Dados detalhados sobre os gastos públicos deveriam estar disponíveis para a consulta da população no Portal da Transparência, mantido pela Controladoria Geral da União. Mas a atualização dos dados está suspensa desde 31 de dezembro. A CGU informou que a divulgação foi suspensa por causa de uma mudança no sistema do Tesouro Nacional. A previsão inicial era de que as consultas fossem liberadas a partir de fevereiro, mas isso ainda não havia acontecido faltando três dias para o final do mês. A piauí obteve as informações sobre os gastos para o enfrentamento da pandemia em 2021 diretamente do Tesouro.

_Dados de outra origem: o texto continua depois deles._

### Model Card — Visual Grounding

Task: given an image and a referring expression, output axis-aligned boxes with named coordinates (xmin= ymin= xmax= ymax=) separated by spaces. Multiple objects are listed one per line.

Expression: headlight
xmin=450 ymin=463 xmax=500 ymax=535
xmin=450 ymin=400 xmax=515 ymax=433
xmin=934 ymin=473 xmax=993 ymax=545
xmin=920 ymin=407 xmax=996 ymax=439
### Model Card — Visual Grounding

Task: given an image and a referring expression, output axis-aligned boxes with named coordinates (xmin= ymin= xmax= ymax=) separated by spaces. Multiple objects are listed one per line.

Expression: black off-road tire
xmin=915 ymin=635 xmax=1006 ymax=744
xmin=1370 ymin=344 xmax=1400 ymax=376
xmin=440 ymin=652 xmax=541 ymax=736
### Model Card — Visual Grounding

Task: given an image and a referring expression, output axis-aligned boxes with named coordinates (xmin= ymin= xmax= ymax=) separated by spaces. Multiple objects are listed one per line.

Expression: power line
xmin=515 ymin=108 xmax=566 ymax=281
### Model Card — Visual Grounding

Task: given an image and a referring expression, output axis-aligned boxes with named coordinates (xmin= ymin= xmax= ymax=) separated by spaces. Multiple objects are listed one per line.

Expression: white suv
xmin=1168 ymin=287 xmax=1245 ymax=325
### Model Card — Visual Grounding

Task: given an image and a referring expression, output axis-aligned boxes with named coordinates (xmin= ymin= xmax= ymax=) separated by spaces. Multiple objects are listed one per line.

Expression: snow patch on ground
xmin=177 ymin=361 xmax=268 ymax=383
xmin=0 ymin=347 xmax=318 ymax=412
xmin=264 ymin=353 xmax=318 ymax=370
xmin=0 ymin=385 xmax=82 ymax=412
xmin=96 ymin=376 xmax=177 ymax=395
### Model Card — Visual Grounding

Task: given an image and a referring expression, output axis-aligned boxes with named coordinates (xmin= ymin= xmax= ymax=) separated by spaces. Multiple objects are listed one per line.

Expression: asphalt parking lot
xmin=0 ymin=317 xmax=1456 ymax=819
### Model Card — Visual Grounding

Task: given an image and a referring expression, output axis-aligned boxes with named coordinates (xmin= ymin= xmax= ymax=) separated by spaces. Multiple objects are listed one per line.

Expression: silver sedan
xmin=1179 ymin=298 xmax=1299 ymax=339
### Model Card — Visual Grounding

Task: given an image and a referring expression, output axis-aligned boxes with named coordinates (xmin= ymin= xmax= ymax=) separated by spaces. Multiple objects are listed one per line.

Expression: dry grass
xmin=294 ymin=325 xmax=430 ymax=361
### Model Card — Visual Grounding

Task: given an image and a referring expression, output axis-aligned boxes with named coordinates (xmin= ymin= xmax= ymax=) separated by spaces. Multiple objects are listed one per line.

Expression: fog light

Com base nessas informações, é possível estimar o custo de cada dose de vacina comprada pelo governo federal. O contribuinte paga 58 reais por dose, no caso da CoronaVac, mais que o dobro dos 28,60 pagos pela dose da vacina da AstraZeneca fabricada na Índia. O menor preço ainda é o da vacina da AstraZeneca produzida em parceria com a Fiocruz, estimado em menos de 10 reais por dose. As vacinas do consórcio Covax Facility chegarão a um custo de pouco mais de 59 reais por dose, preço pouco superior ao da CoronaVac. A Sputnik e a Covaxin têm os maiores preços até aqui: a vacina russa custa pouco mais de 69 reais, enquanto a indiana custará 80,70 por dose.

Uma análise do movimento dos gastos entre 1º de janeiro e 24 de fevereiro mostra que não foram registradas novas despesas com o enfrentamento da pandemia fora do programa de imunização, apenas o pagamento de gastos lançados anteriormente, como a campanha publicitária do atendimento precoce. As despesas autorizadas para a vacinação (24,5 bilhões de reais) por meio de três medidas provisórias diferentes representam 38% do total de gastos do Ministério da Saúde com a pandemia. Dos gastos previstos com a imunização, 11,2 bilhões de reais já foram reservados e apenas 2,8 bilhões de reais foram pagos. O governo segue sentado em cima de 13,3 bilhões de reais.